Unutulmamalıdır ki, hazinenin oluşturulması sırasında “yerde” olan direnişe rağmen, bir süre sonra hemen herkes bu adımın doğruluğunu fark etti. Ve merkezileşmenin en ateşli karşıtlarından biri de aynı derecede ateşli bir destekçiye dönüştü: çok kazançlı bir hükümet sözleşmesini finanse etme sorununu çözmesi iki gün içinde aldığında, ona gerekli miktarda fon sağlayan hazineydi. Böylesine zor bir zaman baskısında kredi çekip yandan para almak elbette imkansız olurdu.

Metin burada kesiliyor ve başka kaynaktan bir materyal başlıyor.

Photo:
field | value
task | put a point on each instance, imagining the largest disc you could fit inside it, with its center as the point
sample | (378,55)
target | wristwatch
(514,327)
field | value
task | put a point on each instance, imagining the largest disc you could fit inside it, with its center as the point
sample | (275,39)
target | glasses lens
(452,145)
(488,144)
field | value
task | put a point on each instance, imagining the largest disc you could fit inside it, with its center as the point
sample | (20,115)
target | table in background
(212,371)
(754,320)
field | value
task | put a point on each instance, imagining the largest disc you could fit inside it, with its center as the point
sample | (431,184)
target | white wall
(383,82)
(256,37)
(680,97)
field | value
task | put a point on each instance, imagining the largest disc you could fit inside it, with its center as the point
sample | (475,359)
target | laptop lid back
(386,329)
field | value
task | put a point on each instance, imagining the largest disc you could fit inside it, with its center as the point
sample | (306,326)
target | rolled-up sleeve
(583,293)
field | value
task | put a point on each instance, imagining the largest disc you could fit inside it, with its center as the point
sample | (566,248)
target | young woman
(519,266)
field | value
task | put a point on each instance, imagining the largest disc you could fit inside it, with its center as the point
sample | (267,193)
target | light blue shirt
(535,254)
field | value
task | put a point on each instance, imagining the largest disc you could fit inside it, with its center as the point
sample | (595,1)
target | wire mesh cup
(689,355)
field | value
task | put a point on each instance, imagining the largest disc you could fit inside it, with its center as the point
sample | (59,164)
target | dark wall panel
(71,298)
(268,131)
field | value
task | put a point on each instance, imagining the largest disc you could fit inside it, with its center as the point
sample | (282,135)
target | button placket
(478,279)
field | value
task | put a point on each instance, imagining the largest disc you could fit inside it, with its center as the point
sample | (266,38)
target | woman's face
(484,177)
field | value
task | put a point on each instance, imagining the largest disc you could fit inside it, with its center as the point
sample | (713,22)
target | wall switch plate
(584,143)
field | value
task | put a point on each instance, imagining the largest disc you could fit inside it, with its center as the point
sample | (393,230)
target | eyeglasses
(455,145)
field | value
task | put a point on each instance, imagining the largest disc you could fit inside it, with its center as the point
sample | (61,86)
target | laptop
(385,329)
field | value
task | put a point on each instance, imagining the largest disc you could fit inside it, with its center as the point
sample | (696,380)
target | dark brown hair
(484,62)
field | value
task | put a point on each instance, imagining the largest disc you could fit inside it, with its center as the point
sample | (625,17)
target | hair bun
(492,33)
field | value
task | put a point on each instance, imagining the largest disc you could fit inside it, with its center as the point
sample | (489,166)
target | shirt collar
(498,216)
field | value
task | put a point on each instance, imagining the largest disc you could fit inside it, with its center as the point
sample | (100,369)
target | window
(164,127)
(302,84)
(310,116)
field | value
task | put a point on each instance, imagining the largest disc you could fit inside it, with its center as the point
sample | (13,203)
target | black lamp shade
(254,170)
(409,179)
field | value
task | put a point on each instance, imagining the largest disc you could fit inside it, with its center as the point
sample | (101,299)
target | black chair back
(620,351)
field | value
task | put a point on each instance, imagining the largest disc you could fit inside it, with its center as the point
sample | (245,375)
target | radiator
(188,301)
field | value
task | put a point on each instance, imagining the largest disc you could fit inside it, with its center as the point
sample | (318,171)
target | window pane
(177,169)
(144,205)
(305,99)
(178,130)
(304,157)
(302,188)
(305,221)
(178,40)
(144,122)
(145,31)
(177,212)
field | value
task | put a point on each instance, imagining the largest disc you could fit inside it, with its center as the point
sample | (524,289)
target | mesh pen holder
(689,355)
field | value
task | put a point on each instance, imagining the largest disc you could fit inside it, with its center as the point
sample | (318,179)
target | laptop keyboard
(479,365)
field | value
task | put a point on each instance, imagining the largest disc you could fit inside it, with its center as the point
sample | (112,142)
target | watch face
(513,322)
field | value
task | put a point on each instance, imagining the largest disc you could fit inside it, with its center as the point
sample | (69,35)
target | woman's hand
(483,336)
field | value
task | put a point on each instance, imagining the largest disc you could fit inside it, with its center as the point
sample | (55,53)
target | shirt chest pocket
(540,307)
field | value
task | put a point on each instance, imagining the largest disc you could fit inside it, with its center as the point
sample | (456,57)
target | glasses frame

Kısaca birçok şey hakkında

Mali ve ekonomik analiz ve planlama ve merkezi muhasebe departmanı ile birlikte hazine, AutoSpecCentre Şirketler Grubu'nun finans merkezinin bir parçasıdır. Hazinenin şirketteki işlevleri oldukça gelenekseldir: bankalarla çalışmak, likiditeyi yönetmek, yatırım projelerini finanse etmek için planlar seçmek, geçici olarak serbest fonlar yerleştirmek, tedarikçilerin borçlarını yönetmek, riskleri yönetmek ve kur riskinden korunmak, alacaklara limit koymak ve karşı tarafları ilerletmek. . Hazine, çalışmalarında, ödemelerin geçişi için kurallar tarafından yönlendirilir ve hazine işlemlerini çevrimiçi olarak yönetmek için bir program (bir banka hizmeti) kullanır.

Şimdi GC "AutoSpecCentre" hazinesinde kafa dahil sadece dört kişi var. Faaliyetlerinin ölçeğini anlamak için, hizmet verdiği bölümleri listelemek gerekir: gruptaki beş bayilik, bir arka ofis içeren bir yönetim şirketi ve inşaat bölümleri (toplamda, grup yaklaşık 1.200 kişiyi istihdam etmektedir). Bölüme, hazinede çalışmak için araçlar sağlamak üzere eğitim almış, uzun yıllara dayanan deneyime sahip bir muhasebe meslek mensubu başkanlık etmektedir.

Son zamanlarda, personel maliyetlerini azaltma konusu, ilgili olmaktan daha fazla hale geldi. Muhasebe departmanının (merkezileşme sürecinin personel kesintileri ve bordro indirimi için fırsatlar yarattığı) aksine, AutoSpecCentre Şirketler Grubu'nun Hazine Departmanı personelini yarı yarıya azalttı, ancak bordro azalmadı. Ancak, birleşik hazinenin mevcut personeli ile şirketlerinde saymanlık işlevlerini yerine getiren bireysel çalışanları karşılaştırmak tamamen doğru değildir.